My mind flew back to our first encounter at the Thirteen Drakes. Although I had seen his taxi pull up at the front door, and had heard Tully Stover shout at Mary that Mr. Pemberton had arrived early, I had not actually laid eyes on the man himself. That did not take place until Sunday, at the Folly.
Although there had been several odd things about Pemberton's sudden appearance at Buckshaw, I really hadn't had time to think about them.
In the first place, he hadn't arrived in Bishop's Lacey until hours after Horace Bonepenny had expired in my face. Or had he?
When I looked up and saw Pemberton standing at the edge of the lake, I had been taken by surprise. But why? Buckshaw was my home: I had been born and lived there every minute of my life. What was so surprising about a man standing at the edge of an artificial lake?
I could feel an answer to that question nibbling at the hook I'd lowered into my subconscious. Don't look straight at it, I thought, think of something else—or at least pretend to.
It had been raining that day, or had just begun to rain. I had looked up from where I was sitting on the steps of the little ruined temple and there he was, across the water on the south side of the lake: the southeast side, to be precise. Why on earth had he made his appearance from that direction?
That was a question to which I had known the answer for quite some time.
Bishop's Lacey lay to the northeast of Buckshaw. From the Mulford Gates, at the entrance to our avenue of chestnut trees, the road ran in easy twists and turns, more or less directly into the village. And yet Pemberton had appeared from the southeast, from the direction of Doddingsley, which lay about four miles across the fields. Why then, in the name of Old Stink, I had wondered, would he choose to come that way? The choices had seemed limited, and I had quickly jotted them down in my mental notebook:
If (as I suspected) Pemberton was the murderer of Horace Bonepenny, could he have been, as all murderers are said to be, drawn back to the scene of the crime? Had he perhaps left something behind? Something like the murder weapon? Had he returned to Buckshaw to retrieve it?
Because he had already been to Buckshaw the night before, he knew the way across the fields and wanted to avoid being seen. (See 1 above)
What if on Friday, the night of the murder, Pemberton, believing that Bonepenny was carrying the Ulster Avengers, had followed him from Bishop's Lacey to Buckshaw and murdered him there?
But hold on, Flave, I thought. Hold your horses. Don't go galloping off like that.
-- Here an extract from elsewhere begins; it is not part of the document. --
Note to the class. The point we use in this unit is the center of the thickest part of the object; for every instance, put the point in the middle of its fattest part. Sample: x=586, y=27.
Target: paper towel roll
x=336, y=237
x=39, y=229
Why wouldn't Pemberton simply waylay his victim in one of those quiet hedgerows that border nearly every lane in this part of England?
The answer had come to me as if it were sculpted in red neon tubing in Piccadilly Circus: because he wanted Father to be blamed for the crime!
Bonepenny had to be killed at Buckshaw!
Of course! With Father a virtual recluse, it was unlikely to expect that he would ever happen to be away from home. Murders—at least those in which the murderer expected to escape justice—had to be planned in advance, and often in very great detail. It was obvious that a philatelic crime needed to be pinned on a philatelist. If Father was unlikely to come to the scene of the crime, the scene of the crime would have to come to Father.
And so it had.
Although I had first formulated this chain of events—or, at least, certain of its links—hours ago, it was only now, when I was at last forced to be alone with Flavia de Luce, that I was able to fit together all the pieces.
Flavia, I'm proud of you! Marie-Anne Paulze Lavoisier would be proud of you too.
Now then: Pemberton, of course, had followed Bonepenny as far as Doddingsley; perhaps even all the way from Stavanger. Father had seen them both at the London exhibition just weeks ago—proof positive that neither one was living abroad permanently.
They had probably planned this together, this blackmailing of Father. Just as they had planned the murder of Mr. Twining. But Pemberton had a plan of his own.
Once satisfied that Bonepenny was on his way to Bishop's Lacey (where else, indeed, would he be going?), Pemberton had got off the train at Doddingsley and registered himself at the Jolly Coachman. I knew that for a fact. Then, on the night of the murder, all he had to do was walk across the fields to Bishop's Lacey.
Here, he had waited until he saw Bonepenny leave the inn and set out on foot for Buckshaw. With Bonepenny out of the way and not suspecting that he was being followed, Pemberton had searched the room at the Thirteen Drakes, and its contents—including Bonepenny's luggage—and had found nothing. He had, of course, never thought, as I had, to slit open the shipping labels.
By now, he must have been furious.
Slipping away from the inn unseen (most likely by way of that steep back staircase), he had tracked his quarry on foot to Buckshaw, where they must have quarreled in our garden. How was it, I wondered, that I hadn't heard them?